Since 1903, the plaque at the foot of the Statue of Liberty has extended a warm welcome to the "huddled masses yearning to breathe free," the first sign of respite for immigrants arriving to America in pursuit of a better life.
But these words can just as easily describe 26,000 coal miners fighting for their health as they suffer from the largest black lung epidemic in a quarter century. Miners in Appalachia were exposed to silica dust, a substance that is 20 times more toxic than dust from regular coal, and now as many as one in five miners from Central Appalachia are showing signs of black lung disease.
For years, coal country has relied on physicians from around the world to help manage their chronic health conditions. In Hazard, Kentucky, the only two practicing pulmonologists—doctors who specialize in lung and respiratory care—are from Syria and Bangladesh. On the national level, 30 percent of America's pulmonologists graduated from medical schools abroad, as did 87 percent of pulmonologists currently in training.
But coal country needs even more of these foreign doctors. By the next decade, almost 89 percent of America's practicing pulmonologists will have reached retirement age, and there won't be enough doctors to replace them.
The nation at large needs them, too. Even as America's supply of lung doctors dwindles, over 16 million U.S. residents live with chronic obstructive pulmonary disorder (COPD), a progressive lung disease that often affects elderly people with a history of smoking. Over one in 10 people in Kentucky and West Virginia suffer from COPD, and roughly a quarter of residents in both states are smokers. They also face greater risks of exposure to asbestos, which has been found in Appalachian waterways and soil. According to Thomas Tucker, the associate director for cancer prevention at the University of Kentucky Markey Cancer Center, smokers exposed to asbestos can be 300 times more likely than nonsmokers to develop lung cancer.
There are a number of reforms Congress could enact to enable more foreign physicians to practice in the United States and save these American lives. Some of them are included in the recently reintroduced Conrad 30 Physician Reauthorization Act.
For starters, the bill expands the Conrad 30 J-1 Waiver, a program that allows foreign physicians who completed their medical residency on a J-1 visitor visa to remain in the United States.

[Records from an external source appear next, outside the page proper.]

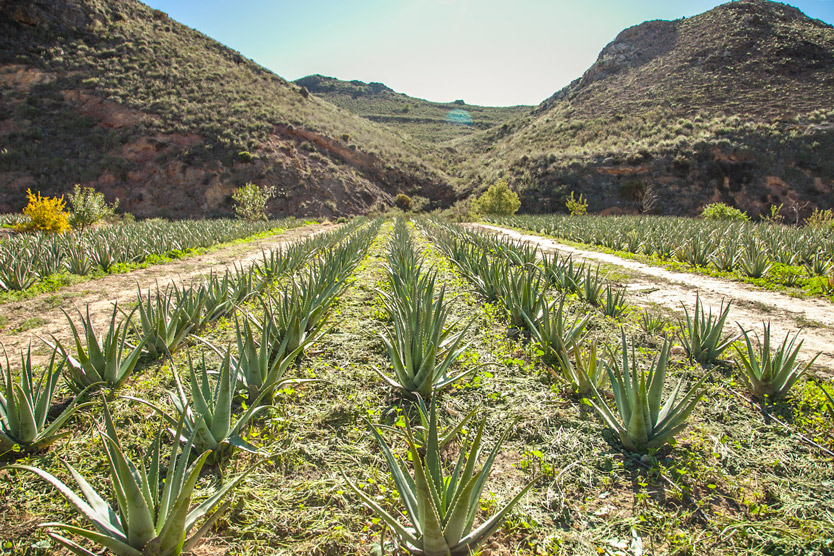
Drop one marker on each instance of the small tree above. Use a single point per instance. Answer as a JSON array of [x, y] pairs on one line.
[[720, 211], [576, 207], [420, 203], [403, 202], [45, 214], [499, 200], [250, 201], [88, 207]]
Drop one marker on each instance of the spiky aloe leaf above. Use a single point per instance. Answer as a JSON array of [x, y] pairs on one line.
[[130, 529], [441, 507], [641, 422], [771, 374]]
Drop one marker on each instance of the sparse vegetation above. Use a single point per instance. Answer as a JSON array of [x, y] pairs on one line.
[[250, 201], [499, 200], [88, 207], [576, 207], [720, 211], [44, 214]]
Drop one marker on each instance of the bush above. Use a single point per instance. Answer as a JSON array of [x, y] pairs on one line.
[[45, 214], [820, 219], [403, 202], [720, 211], [250, 201], [88, 207], [576, 207], [499, 200], [420, 203]]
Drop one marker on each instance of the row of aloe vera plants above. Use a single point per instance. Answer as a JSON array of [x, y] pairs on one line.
[[441, 498], [153, 513], [166, 319], [26, 259], [789, 256], [641, 419]]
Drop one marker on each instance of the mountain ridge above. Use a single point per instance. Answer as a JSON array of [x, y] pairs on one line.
[[118, 96], [731, 105]]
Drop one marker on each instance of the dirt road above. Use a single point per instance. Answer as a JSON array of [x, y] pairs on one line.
[[651, 286], [41, 316]]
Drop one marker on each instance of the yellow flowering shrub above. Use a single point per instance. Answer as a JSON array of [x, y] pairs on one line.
[[46, 214]]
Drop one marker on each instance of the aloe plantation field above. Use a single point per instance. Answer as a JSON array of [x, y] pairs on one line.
[[396, 386]]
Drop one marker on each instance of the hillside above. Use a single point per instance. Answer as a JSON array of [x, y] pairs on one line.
[[116, 95], [733, 105], [431, 122]]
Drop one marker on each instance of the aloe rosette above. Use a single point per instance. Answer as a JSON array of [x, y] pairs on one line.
[[441, 507], [153, 515]]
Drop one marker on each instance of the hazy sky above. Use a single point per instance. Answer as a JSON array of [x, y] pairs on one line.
[[487, 52]]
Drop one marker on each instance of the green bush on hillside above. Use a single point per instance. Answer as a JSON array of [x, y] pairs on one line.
[[720, 211], [88, 207], [820, 220], [499, 200], [403, 202], [250, 201], [576, 207]]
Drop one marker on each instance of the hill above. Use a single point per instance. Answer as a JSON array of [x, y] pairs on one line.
[[431, 122], [116, 95], [733, 105]]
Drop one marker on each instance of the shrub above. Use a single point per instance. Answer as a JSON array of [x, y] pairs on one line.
[[499, 199], [464, 210], [88, 207], [403, 202], [576, 207], [821, 219], [250, 201], [420, 203], [720, 211], [46, 214]]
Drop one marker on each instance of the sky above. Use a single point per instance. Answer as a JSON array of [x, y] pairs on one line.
[[485, 52]]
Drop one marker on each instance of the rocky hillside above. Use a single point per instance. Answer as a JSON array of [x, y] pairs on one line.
[[733, 105], [116, 95], [431, 122]]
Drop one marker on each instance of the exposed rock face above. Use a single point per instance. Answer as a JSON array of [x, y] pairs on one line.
[[733, 105]]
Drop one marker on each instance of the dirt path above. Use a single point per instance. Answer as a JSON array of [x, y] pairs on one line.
[[654, 286], [41, 316]]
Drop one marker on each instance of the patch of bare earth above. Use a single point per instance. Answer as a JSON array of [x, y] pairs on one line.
[[651, 286], [42, 316]]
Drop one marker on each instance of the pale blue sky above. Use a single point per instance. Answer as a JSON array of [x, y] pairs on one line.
[[487, 52]]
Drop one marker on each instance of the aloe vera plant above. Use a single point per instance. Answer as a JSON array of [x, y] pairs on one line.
[[422, 349], [553, 331], [615, 304], [441, 506], [209, 418], [163, 322], [521, 294], [771, 374], [260, 368], [641, 422], [830, 399], [586, 375], [701, 335], [103, 361], [25, 403], [153, 516]]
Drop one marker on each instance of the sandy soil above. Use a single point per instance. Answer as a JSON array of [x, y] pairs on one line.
[[651, 286], [42, 316]]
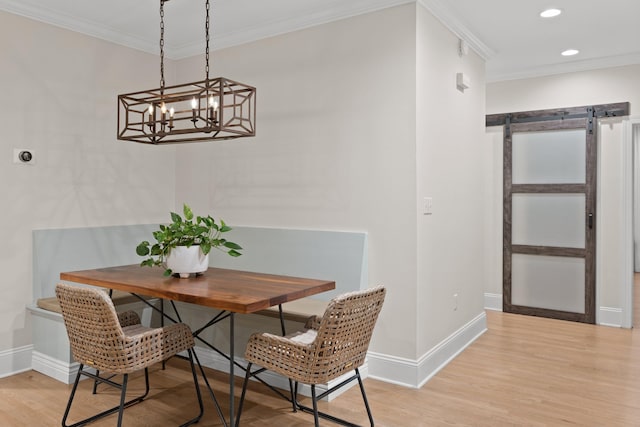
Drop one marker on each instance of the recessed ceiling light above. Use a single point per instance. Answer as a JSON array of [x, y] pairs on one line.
[[550, 13], [570, 52]]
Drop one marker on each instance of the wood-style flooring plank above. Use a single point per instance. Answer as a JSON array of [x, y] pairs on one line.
[[524, 371]]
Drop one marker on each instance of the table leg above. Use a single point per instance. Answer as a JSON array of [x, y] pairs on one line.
[[231, 369]]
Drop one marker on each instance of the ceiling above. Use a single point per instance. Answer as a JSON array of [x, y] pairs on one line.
[[508, 34]]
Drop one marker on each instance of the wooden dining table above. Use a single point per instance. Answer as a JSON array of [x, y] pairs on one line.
[[230, 291]]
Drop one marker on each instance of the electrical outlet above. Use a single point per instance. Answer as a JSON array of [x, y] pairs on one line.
[[427, 206]]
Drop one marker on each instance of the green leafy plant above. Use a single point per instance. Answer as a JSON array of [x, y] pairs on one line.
[[187, 231]]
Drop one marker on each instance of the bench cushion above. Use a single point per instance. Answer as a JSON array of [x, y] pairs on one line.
[[298, 310], [118, 297]]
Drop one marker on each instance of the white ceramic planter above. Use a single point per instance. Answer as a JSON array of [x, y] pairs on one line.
[[185, 261]]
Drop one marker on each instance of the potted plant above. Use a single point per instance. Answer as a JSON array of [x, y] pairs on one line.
[[186, 237]]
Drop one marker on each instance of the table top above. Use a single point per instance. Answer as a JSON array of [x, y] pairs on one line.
[[231, 290]]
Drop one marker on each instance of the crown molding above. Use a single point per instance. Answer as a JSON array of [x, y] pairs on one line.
[[494, 76], [333, 11], [68, 22], [338, 10], [442, 10]]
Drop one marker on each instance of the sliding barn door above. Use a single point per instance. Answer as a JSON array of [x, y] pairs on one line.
[[549, 210]]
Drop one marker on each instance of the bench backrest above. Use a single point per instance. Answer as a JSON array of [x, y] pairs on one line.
[[331, 255]]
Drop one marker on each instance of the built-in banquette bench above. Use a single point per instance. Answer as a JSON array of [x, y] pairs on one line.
[[338, 256]]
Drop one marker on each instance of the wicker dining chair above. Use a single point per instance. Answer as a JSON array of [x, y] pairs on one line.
[[330, 346], [116, 343]]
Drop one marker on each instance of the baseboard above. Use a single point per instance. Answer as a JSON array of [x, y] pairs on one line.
[[15, 360], [606, 316], [493, 301], [54, 368], [414, 373], [610, 316]]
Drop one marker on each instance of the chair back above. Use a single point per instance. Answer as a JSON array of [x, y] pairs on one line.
[[94, 332], [345, 331]]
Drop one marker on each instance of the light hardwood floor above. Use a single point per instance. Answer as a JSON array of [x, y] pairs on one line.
[[524, 371]]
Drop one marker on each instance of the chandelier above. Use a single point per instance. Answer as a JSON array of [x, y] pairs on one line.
[[206, 110]]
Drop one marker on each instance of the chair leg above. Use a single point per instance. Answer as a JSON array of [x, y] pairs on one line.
[[197, 386], [119, 408], [123, 394], [72, 395], [95, 383], [364, 397], [315, 405], [294, 395], [244, 391]]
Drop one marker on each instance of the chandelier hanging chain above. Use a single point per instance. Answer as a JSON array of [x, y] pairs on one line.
[[211, 109], [162, 45], [206, 27]]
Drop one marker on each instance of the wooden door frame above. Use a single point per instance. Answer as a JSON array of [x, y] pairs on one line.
[[556, 119]]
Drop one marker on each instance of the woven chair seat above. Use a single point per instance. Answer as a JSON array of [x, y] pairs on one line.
[[330, 346], [116, 343]]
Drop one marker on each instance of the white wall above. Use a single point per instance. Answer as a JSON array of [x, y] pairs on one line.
[[59, 97], [335, 147], [619, 84], [450, 260], [357, 121]]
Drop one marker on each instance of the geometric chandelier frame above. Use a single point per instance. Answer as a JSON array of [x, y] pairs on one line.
[[207, 110], [201, 111]]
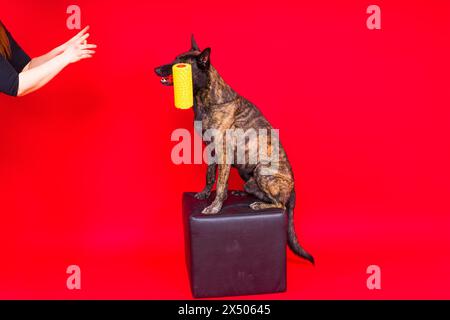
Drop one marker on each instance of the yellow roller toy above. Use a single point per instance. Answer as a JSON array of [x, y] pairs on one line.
[[182, 84]]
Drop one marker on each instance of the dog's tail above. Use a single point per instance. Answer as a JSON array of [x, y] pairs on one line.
[[293, 243]]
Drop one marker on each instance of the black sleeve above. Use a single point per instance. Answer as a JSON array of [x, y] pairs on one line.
[[9, 78], [19, 59], [10, 68]]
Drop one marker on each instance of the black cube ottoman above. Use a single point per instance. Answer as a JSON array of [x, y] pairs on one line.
[[236, 252]]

Normally, these physicians would be required to return to their home country for a minimum of two years before they could practice in the U.S. But preventing fully qualified doctors from providing much-needed care immediately is nonsensical. Eventually, this provision should be scrapped entirely, but for now, the Conrad 30 Waiver exempts these doctors from the requirement if they agree to practice in a medically underserved area for at least three years.
The bill would also add five extra physician slots annually to every state's 30-physician annual quota so long as these states use 90 percent of the available waivers. States using less than five of their physician slots would be excluded from this calculation so they won't impede the program's expansion in other states. This will allow states that have a high incidence of COPD to sponsor pulmonologists to help care for their residents.
The bill also offers a streamlined pathway to a green card through the National Interest Waiver (NIW), which participating physicians can qualify for if they practice in an underserved area for a total of five years, three of which can include the service required under Conrad 30. If passed, the bill would exempt NIW physicians from the worldwide green card caps, which have trapped some eligible physicians in decades of backlogs.
These reforms will be important for statewide efforts to attract more pulmonologists. The Virginia Department of Health, for example, has identified target areas where the Conrad 30 program can alleviate pulmonologist shortages. Some of these locations, like Buchanan County, are in the Southwestern region of the state, which contains the largest concentration of advanced stage black lung ever reported. When taken together, however, the number of Virginia counties listed as high priority shortage areas for pulmonologists, OB-GYNs, and primary care doctors far exceeds the program's 30 physician limit. So this is a really modest bill that should be considered only the first step in broader reforms to let far more foreign physicians in.
One such reform would be exempting them from repeating medical residencies and fellowships if they already completed them in a country whose medical standards are similar to the United States. Under the current system, an experienced pulmonologist trained abroad needs to complete a three-year residency in internal medicine plus a two-to-three-year pulmonology fellowship in America before they can practice in the United States.
Because of these duplicative requirements, there are as many as 65,000 foreign-trained physicians unable to practice in the United States, and others are taking their talents to countries that better recognize their qualifications. (In Canada, physicians from a handful of countries can bypass residency requirements for certain specialties, such as internal medicine.) Better yet, hospitals should be allowed to assess the competency of these physicians for themselves, and take responsibility for any additional training and supervision they may require.
Despite the myriad of obstacles they must jump through, foreign doctors continue knocking at America's door, eager to use their skills to care for Americans. Enacting policies that encourage more of them to come is one of the best ways to relieve the nation's doctor shortage. America has an obligation to its own citizens to welcome all the help it can get.
Sam Peak is a writer at Young Voices who specializes in immigration policy.